Фоконберг пожал костлявыми плечами.
– Ты был не один. Так же, насколько мне помнится, рассуждали и твои братья.
– Мы все видели в нем своенравного мальчугана, хотя я бок о бок сражался с ним при Таутоне. Мы видели человека, а не короля. Но, во всяком случае, решение было моим. Я мог бы сказать Джону и Джорджу терпеть и помалкивать.
– Джону? Хм… В нем столько гнева, что, думается мне, он так или иначе вышел бы наружу. И на сегодня его вполне могли бы повесить или лишить головы за какое-нибудь опрометчивое деяние.

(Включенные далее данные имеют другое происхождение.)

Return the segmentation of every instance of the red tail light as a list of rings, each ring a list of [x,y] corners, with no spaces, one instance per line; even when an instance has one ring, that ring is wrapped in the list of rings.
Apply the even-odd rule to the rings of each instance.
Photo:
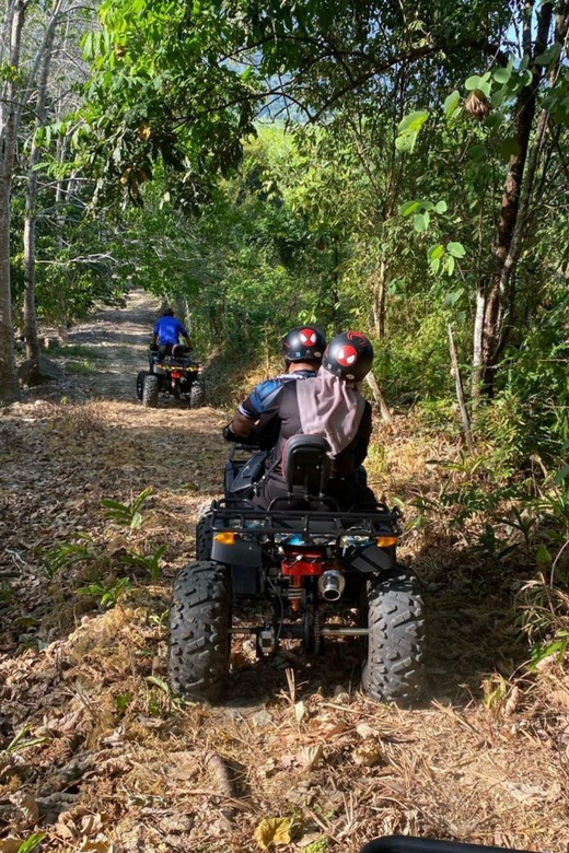
[[[328,561],[320,551],[289,553],[280,564],[282,574],[289,576],[321,575],[329,569]]]

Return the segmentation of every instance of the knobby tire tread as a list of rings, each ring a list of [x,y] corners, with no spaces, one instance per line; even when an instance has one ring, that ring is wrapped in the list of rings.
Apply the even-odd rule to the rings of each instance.
[[[397,566],[368,582],[368,627],[363,689],[378,702],[411,704],[422,690],[425,618],[410,570]]]
[[[147,409],[158,408],[158,376],[150,373],[144,377],[144,384],[142,386],[142,405]]]
[[[176,575],[170,610],[169,674],[187,699],[216,702],[229,676],[231,577],[212,561],[190,563]]]

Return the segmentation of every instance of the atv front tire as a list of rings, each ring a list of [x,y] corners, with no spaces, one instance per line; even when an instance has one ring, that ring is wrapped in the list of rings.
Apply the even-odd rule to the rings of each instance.
[[[174,581],[169,675],[175,693],[214,702],[228,680],[231,575],[211,561],[190,563]]]
[[[144,387],[144,379],[147,376],[150,376],[148,371],[140,371],[137,376],[137,397],[139,400],[142,399],[142,388]]]
[[[142,384],[142,406],[147,409],[158,408],[158,376],[149,373]]]
[[[202,377],[198,377],[191,383],[189,392],[189,407],[191,409],[199,409],[200,406],[206,405],[206,381]]]
[[[425,619],[416,575],[404,565],[368,582],[363,689],[376,702],[410,704],[422,689]]]
[[[211,526],[211,513],[205,513],[196,525],[196,560],[211,559],[211,546],[213,545],[213,528]]]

Уорик снова вздохнул, протягивая руку к кувшину вина, которое разлил по двум чашам.
– Ты вино-то в себе удержишь? – спросил он.
– Если принесешь мое свинское корыто, попробую, – ответил Фоконберг.

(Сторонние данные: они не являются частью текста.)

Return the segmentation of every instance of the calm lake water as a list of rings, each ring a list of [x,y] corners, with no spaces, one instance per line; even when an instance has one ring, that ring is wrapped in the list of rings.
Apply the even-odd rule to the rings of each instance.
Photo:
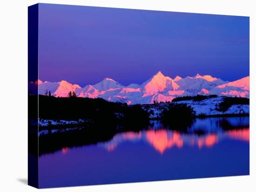
[[[249,130],[249,117],[196,119],[182,132],[152,121],[147,130],[40,156],[39,187],[248,175]]]

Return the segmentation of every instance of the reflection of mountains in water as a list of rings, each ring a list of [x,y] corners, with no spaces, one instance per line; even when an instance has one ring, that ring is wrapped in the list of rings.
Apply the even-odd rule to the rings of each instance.
[[[210,147],[229,138],[249,140],[249,117],[197,118],[187,130],[182,129],[181,131],[164,127],[160,121],[150,122],[148,129],[136,131],[126,129],[123,132],[109,132],[107,128],[103,128],[100,130],[50,134],[40,138],[40,155],[61,149],[66,154],[69,147],[91,144],[96,144],[111,152],[125,142],[145,142],[162,154],[173,147],[188,146],[201,148]]]

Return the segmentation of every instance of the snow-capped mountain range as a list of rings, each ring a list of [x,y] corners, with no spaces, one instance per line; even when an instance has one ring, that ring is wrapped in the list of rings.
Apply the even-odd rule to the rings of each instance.
[[[131,84],[128,86],[109,78],[94,85],[83,88],[62,80],[59,82],[43,82],[38,80],[29,83],[30,91],[38,87],[39,94],[44,95],[50,91],[54,96],[66,97],[70,91],[78,96],[102,98],[111,102],[128,104],[148,104],[171,101],[178,96],[217,95],[229,96],[249,97],[249,76],[232,82],[224,81],[210,75],[196,76],[174,79],[164,76],[161,71],[141,85]]]

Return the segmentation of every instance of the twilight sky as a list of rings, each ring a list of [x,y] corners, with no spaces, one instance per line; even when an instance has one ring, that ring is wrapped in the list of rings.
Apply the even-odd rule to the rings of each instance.
[[[44,81],[249,75],[248,17],[40,4],[39,31]]]

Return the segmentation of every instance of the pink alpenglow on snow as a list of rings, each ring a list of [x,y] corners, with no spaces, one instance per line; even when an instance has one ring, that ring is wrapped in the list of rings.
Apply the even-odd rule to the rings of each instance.
[[[133,83],[133,82],[131,82]],[[149,104],[155,102],[171,102],[178,96],[197,95],[217,95],[228,96],[249,96],[249,77],[232,82],[224,81],[210,75],[197,74],[194,77],[174,79],[165,76],[161,71],[141,85],[132,83],[126,86],[110,78],[94,85],[81,88],[66,81],[59,82],[43,82],[39,79],[29,83],[32,89],[37,89],[39,93],[44,95],[50,91],[54,96],[66,97],[71,91],[79,97],[101,98],[113,102],[128,104]]]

Пряча отвращение, Ричард опорожнил чашу с рвотой в ведро отбросов и подал дяде вместе с чашей кларета. Фоконберг с кривой ухмылкой поднял свое вино в тосте.
– Да узрим мы это всего единожды! – произнес он и отпил, чмокнув губами. – Я считаю, что к нынешней смуте в стране причастна семейка его жены. Многие из бед оплачены из ее кошелька, Ричард. Взять тех же Возжигателей, чтоб им ни дна, ни покрышки! Готов поспорить, это ее мошна стоит за поджогом каждого амбара и дома, объятого пламенем.
– Я тут думал, не предложить ли трон Кларенсу. Тебе я, дядя, говорю это, зная, что мои слова ты унесешь с собой в могилу. Но для того, чтобы это сделать, мне пришлось бы умертвить Эдуарда, а не держать под замком. Хотя я не уверен даже, что еще долго смогу его удерживать. Столько призывов к его освобождению… А если он возьмет и сбежит?
Уорик умолк, представляя себе этого здоровенного волка в ярости и на воле. Он невольно передернул плечами.
– Он ведь действительно король, дядя. Вот что страннее всего. Теперь я это вижу, и меня охватывает страх за ошибку его пленения. Единственное, чего я хочу, – это изыскать способ посадить его обратно на трон так, чтобы не произошло мгновенного уничтожения и конфискации каждого невиллского дома.
– Это имело бы смысл до того, как Джон казнил отца и брата королевы, – сказал Фоконберг и исказился лицом. Кадык на его тощей шее заходил ходуном, и он прямо на глазах у племянника поднес рвотную чашу ко рту, исплюнув туда красную струю вина. Ричард предпочел отвернуться, чтобы не наблюдать дискомфорт старика. Он дождался, когда кряхтенье закончится, и лишь тогда посмотрел на бледное лицо дяди, рукавом отирающего испарину со лба.
– Вид не очень приятный, – сипло прошептал тот. – Раз мне все равно умирать, то может, лучше взять топор и рубануть по королевской шее, в качестве последнего деяния? Тогда всю вину ты сможешь свалить на меня и восстановить честь уже с Кларенсом.
– И увидеть наше имя втоптанным в грязь? – спросил Уорик. – Нет, дядя. Он сказал мне, что на убийство я не пойду, – и был, в общем-то, прав. Убить его означало бы совершить затем еще одно убийство, а за ним – еще, и так целую дюжину. Так глубоко в кровь я забредать не буду. Нет. Тем более что мы просто не выстоим перед пожаром, который вспыхнет со смертью Эдуарда!
– Больше никого нет, – заметил Фоконберг крепнущим голосом. – Да и из королевских братьев никто не станет доверять человеку, убившему Эдуарда. Возвысив Кларенса или Глостера, ты тем самым положишь собственную голову на плаху. Нет, с королем ты должен замириться. Это единственное, что остается.